Several groups including the Tennessee National Guard, Tennessee Department of Transportation, Tennessee Highway Patrol, Tennessee Department of Education, Tennessee Department of Health, Tennessee Department of Human Needs, and the Tennessee Department of Environment and Conservation, are actively lending aid.
The Tennessee National Guard said it sent a Blackhawk helicopter, along with tactical vehicles and Humvees, to Central Tennessee and plans to deploy nearly 50 soldiers to respond to the severe flooding. In a tweet, Major General Jeff Holmes said, “Our first priority is to assist with getting responders access to the area and conduct rescue operations.”

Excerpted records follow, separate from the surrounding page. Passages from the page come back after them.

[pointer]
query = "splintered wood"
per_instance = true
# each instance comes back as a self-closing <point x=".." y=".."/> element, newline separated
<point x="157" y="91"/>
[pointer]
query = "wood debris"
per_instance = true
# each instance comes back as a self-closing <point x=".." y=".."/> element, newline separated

Several churches have turned into shelters to assist residents who have been affected by the flooding plus the Tennessee Health Department is sending crisis counseling teams to help survivors and first responders.
The flooding situation in Middle TN is dangerous and evolving. Please avoid travel in Humphreys, Houston, Dickson & Hickman counties.
We are working with local officials and first responders to provide resources and support.
— T_E_M_A (@T_E_M_A) August 21, 2021
If your area is experiencing flash flooding, act now:
? Listen to local officials
?Check in with neighbors & family
? Never drive through a flooded road
? Turn Around, Don't Drown#FloodSafety https://t.co/zQ8D7IwGXx
— T_E_M_A (@T_E_M_A) August 21, 2021
“Our first priority is to assist with getting responders access to the area and conduct rescue operations,” said Maj. Gen. Jeff Holmes, Tennessee Adjutant General.
— Tenn. National Guard (@TNMilitaryDept) August 21, 2021
MAJOR (Historic) flash flooding this morning across Houston, Humphreys, Dickson & Hickman Counties in Tennessee. This is the view from Waverly, Tennessee where an estimated 8-12"+ of rain has fallen.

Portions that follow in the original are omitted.